O disjuntor shunt trip é um dispositivo solenóide operado em 120 volts AC com dois terminais de controle a partir dos quais pode ser acionado. Quando o alarme de incêndio, parada de emergência ou qualquer outro contato de segurança fecha, então 120 volts serão fornecidos à bobina que ativará um êmbolo solenóide que aciona um mecanismo de disparo que desconectará o fornecimento elétrico para a carga (ou seja, disparará). Deve-se também notar que a bobina é um dispositivo de serviço momentâneo apenas.
O que causa o disparo de um disjuntor shunt trip?
Ao aplicar uma tensão de controle externa — de um detector de gás (ou outros dispositivos similares) ou de um sistema de supressão de incêndio, por exemplo — as bobinas de um circuito de disparo por shunt podem ser ativadas e resultarão na energização do disjuntor, causando seu disparo. O disjuntor com disparo por shunt disparará por razões além de apenas sobrecarga e curto-circuito, assim como um disjuntor comum faria.
Por que você precisaria de um disjuntor com disparo por shunt?
Sempre que um sistema automático de segurança requer que a energia seja desconectada de um circuito, você precisa de um disjuntor com ‘disparo por shunt’ (por exemplo, para desligar um aparelho de cozinha quando o sistema de incêndio do exaustor da cozinha é ativado, ou interromper a energia de um elevador antes que o sistema de sprinklers seja acionado na caixa de ventilação). Isso geralmente é exigido por código, não apenas uma opção, portanto verifique os códigos e regulamentos locais de construção antes de prosseguir.
Um disparo por bobina auxiliar é normalmente aberto ou fechado?
Normalmente, o circuito da bobina de disparo por shunt (conjunto) está “aberto” devido aos contatos de controle estarem “abertos” (relé do alarme de incêndio ou parada de emergência) durante a operação normal. Os contatos de controle então “fecham” para energizar a bobina e disparar o disjuntor. Os contatos principais de energia do disjuntor estão “normalmente fechados” quando o disjuntor está “LIGADO” e “abertos” quando disparados (devido à bobina estar energizada) ou desligados manualmente (“DESLIGADO”).
Referências
- National Fire Protection Association (NFPA) — NFPA 96 e NFPA 70 — Normas que regem a supressão de incêndio em cozinhas comerciais e o Código Elétrico Nacional, incluindo requisitos para disparo por shunt.

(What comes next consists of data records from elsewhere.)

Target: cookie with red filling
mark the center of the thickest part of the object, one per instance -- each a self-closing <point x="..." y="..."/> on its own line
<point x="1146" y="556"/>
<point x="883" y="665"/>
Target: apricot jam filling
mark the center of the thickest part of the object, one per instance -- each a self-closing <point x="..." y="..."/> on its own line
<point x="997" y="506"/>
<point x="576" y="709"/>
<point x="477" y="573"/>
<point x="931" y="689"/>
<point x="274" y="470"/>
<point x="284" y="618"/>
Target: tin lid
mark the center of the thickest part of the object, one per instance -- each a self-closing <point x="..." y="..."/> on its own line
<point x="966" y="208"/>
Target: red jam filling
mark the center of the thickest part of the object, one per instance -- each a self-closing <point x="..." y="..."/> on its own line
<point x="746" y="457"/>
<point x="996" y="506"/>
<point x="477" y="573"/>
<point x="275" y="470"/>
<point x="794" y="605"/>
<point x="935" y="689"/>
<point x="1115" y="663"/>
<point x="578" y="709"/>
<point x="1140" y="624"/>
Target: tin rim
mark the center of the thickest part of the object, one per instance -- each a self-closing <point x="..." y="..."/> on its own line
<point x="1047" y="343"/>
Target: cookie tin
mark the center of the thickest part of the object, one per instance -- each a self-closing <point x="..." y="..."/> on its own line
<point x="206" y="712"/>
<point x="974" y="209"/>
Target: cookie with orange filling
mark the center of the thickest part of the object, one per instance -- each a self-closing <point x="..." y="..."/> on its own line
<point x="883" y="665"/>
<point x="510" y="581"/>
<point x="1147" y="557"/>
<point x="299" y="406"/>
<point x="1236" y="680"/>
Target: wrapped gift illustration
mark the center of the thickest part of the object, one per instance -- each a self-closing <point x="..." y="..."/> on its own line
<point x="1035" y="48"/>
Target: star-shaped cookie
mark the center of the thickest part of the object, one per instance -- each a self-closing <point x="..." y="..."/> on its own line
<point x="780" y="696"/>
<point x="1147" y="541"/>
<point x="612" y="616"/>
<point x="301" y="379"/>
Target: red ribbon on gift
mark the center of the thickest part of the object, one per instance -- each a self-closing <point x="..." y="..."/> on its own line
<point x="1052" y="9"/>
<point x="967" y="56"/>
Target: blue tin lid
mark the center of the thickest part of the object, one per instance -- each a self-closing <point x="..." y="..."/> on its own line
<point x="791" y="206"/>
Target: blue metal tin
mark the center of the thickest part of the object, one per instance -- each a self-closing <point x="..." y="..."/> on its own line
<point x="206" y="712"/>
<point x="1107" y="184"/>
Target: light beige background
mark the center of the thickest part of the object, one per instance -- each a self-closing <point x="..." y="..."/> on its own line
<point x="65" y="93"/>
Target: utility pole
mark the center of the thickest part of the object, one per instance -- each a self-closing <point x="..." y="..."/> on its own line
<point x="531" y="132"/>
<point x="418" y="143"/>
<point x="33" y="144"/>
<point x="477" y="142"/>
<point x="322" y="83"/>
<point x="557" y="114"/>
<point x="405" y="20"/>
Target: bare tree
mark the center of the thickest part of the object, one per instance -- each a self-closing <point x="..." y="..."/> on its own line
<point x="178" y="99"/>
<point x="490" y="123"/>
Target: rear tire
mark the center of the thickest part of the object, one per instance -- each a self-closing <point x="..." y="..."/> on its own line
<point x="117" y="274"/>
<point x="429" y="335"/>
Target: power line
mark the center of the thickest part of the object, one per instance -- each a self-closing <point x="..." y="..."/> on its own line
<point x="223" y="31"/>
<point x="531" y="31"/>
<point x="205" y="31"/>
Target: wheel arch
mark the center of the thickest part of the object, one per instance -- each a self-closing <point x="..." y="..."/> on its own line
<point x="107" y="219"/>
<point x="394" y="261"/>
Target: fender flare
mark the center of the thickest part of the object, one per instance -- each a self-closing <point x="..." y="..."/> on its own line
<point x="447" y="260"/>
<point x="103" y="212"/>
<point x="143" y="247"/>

- Eandisales — O que é um disjuntor com disparo por shunt? — Visão técnica da função, fiação e aplicações do disjuntor com disparo por shunt.
- Eaton — Disjuntores com disparo por shunt — Fabricante de disjuntores residenciais e comerciais com disparo por shunt, com guias de aplicação e fiação.
- Schneider Electric — Acessórios de disparo por shunt para disjuntores Square D — Informações de produto e orientações de instalação para unidades de disparo por shunt em disjuntores QO e Homeline.
A disjuntor com disparo por shunt adiciona uma função crítica única ao disjuntor térmico-magnético padrão: a capacidade de ser disparado por comando de um sistema de segurança, alarme de incêndio ou parada de emergência. É um mecanismo simples — um solenóide, um êmbolo, uma trava de disparo — mas que preenche a lacuna entre proteção contra sobrecorrente e segurança de vida. Quando o fogo atinge o exaustor, o disjuntor dispara antes que as chamas se espalhem. É para isso que ele serve.